Smart Contract Deployment Leads to NFT Claiming
Over one million addresses have successfully deployed a smart contract on the Scroll second layer. This achievement has unlocked the opportunity for these addresses to claim a complimentary Non-Fungible Token (NFT).
Claiming is now open for more than 1,100,000 addresses who are eligible to mint a unique piece of Scroll’s history and culture,” the project announced.
The response has been swift and significant. Within hours of the claim opening, 110,000 addresses had already claimed their NFTs. These NFTs are categorised into three distinct classes: Quintic, Quartic, and Cubic. The Quintic class, reserved for smart contracts deployed before November 9, is notably rare, while the others are more common.
Eligibility for this NFT claim hinges on whether a smart contract was deployed on the Scroll second layer prior to December 9th.
An interesting approach was observed with Zombo, a smart contract as a service. This service allowed users to ‘mint’ without the need to write or publish code, merely by clicking a button. However, this method saw limited use, with only 2,000 addresses opting for it. This suggests that a majority of participants chose to manually publish their smart contracts, reaching an impressive count of one million in just two months.
Address Does Not Equal Individual
It’s important to note that an address in this context does not necessarily equate to an individual. Even if we consider a conservative ratio of one address representing ten individuals, this still signifies that around 100,000 people engaged in this activity.
Scroll’s platform, despite its novelty and small scale, with just 14,000 Ethereum (eth) locked in, has shown compatibility with the ethereum EVM, byte for byte. Launched in October, its growth and adoption are subjects of interest.
The Uncertain Purpose of Scroll NFTs
The intended use of these NFTs remains ambiguous. The Quintic NFTs currently hold a value of approximately 0.05 eth ($120), but there is speculation they might be used as criteria for future token airdrops.
Comparisons with other Layer 2 (L2) networks, such as Starknet and zkSync, are inevitable.
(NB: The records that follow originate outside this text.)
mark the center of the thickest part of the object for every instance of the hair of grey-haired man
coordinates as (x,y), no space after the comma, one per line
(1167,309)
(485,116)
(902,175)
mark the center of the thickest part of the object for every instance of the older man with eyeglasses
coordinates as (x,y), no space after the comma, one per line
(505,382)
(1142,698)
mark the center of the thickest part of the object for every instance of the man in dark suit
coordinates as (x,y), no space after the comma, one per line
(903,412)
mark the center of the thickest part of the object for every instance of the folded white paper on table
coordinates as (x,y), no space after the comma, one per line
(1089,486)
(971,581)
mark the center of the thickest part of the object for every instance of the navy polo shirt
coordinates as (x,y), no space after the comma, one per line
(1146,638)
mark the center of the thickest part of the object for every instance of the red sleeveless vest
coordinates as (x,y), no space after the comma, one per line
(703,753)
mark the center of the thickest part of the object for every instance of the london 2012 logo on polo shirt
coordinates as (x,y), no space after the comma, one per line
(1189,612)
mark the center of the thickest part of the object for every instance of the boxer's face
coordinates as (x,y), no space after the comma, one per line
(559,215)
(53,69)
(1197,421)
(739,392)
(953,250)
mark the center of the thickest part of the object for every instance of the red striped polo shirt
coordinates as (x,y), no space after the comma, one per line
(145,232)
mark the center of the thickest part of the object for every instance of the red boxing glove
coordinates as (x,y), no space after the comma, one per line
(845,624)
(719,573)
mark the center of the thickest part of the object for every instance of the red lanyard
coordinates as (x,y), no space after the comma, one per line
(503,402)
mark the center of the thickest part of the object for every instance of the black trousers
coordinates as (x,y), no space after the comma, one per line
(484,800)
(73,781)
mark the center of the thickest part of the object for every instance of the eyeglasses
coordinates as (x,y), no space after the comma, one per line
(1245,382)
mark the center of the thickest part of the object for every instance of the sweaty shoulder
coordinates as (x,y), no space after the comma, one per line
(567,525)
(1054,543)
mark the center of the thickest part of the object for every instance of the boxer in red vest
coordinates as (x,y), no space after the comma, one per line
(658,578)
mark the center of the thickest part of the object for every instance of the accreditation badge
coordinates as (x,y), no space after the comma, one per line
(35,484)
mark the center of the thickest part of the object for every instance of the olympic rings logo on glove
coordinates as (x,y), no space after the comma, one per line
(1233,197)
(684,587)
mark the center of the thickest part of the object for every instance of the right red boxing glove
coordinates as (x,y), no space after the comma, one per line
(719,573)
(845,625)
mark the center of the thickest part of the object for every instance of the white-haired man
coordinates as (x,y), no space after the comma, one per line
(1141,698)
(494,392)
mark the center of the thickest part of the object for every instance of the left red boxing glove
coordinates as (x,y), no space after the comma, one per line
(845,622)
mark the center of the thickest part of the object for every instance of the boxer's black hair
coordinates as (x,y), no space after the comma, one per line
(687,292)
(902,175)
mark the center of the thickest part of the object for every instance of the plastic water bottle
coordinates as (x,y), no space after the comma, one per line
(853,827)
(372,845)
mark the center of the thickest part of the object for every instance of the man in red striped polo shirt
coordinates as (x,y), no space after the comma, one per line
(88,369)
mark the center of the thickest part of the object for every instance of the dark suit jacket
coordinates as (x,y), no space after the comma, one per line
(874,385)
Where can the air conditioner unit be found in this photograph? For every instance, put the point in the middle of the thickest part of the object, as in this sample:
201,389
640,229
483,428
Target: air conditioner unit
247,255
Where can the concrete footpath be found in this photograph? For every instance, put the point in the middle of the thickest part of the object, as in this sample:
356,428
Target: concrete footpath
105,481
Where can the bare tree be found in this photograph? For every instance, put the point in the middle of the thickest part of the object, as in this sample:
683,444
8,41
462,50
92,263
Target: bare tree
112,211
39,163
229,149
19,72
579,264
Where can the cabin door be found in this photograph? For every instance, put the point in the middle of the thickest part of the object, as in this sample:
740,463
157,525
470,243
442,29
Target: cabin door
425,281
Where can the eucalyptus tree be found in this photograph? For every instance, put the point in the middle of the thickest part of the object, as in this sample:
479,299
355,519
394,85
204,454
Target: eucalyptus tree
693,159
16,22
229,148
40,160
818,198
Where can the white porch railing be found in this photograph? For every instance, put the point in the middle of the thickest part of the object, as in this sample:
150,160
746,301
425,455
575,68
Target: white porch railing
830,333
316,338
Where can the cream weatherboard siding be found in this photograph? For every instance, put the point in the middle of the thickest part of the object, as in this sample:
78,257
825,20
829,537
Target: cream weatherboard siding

Both have indicated plans for token launches, leading to expectations that Scroll might follow a similar path.
Minting these NFTs incurs a modest cost of about 30 cents, but additional charges for Layer 1 (L1) data bring the total to around $2. This cost is significantly lower than the $50 typically required on the mainnet.
Slow Adoption but Potential Unleashed
The adoption of this second layer has been gradual, as indicated by the amount of eth deposited. However, its affordability and ease of use, exemplified by its direct compatibility with mainnet, showcase its potential.
The competitive landscape of L2 networks is notable, with various platforms like zkSync and Linea engaging in intense farming activities. Others, like Arbitrum, are developing their ecosystems, each contributing uniquely to the evolving space.
The phenomenon of one million contracts being deployed in just two months, predominantly for the acquisition of a jpeg, underscores the influential nature of the token model in the blockchain domain.
While the Scroll project’s initiative marks a significant milestone, the actual impact and long-term viability of such endeavors in the rapidly evolving blockchain landscape remain to be seen, warranting cautious optimism.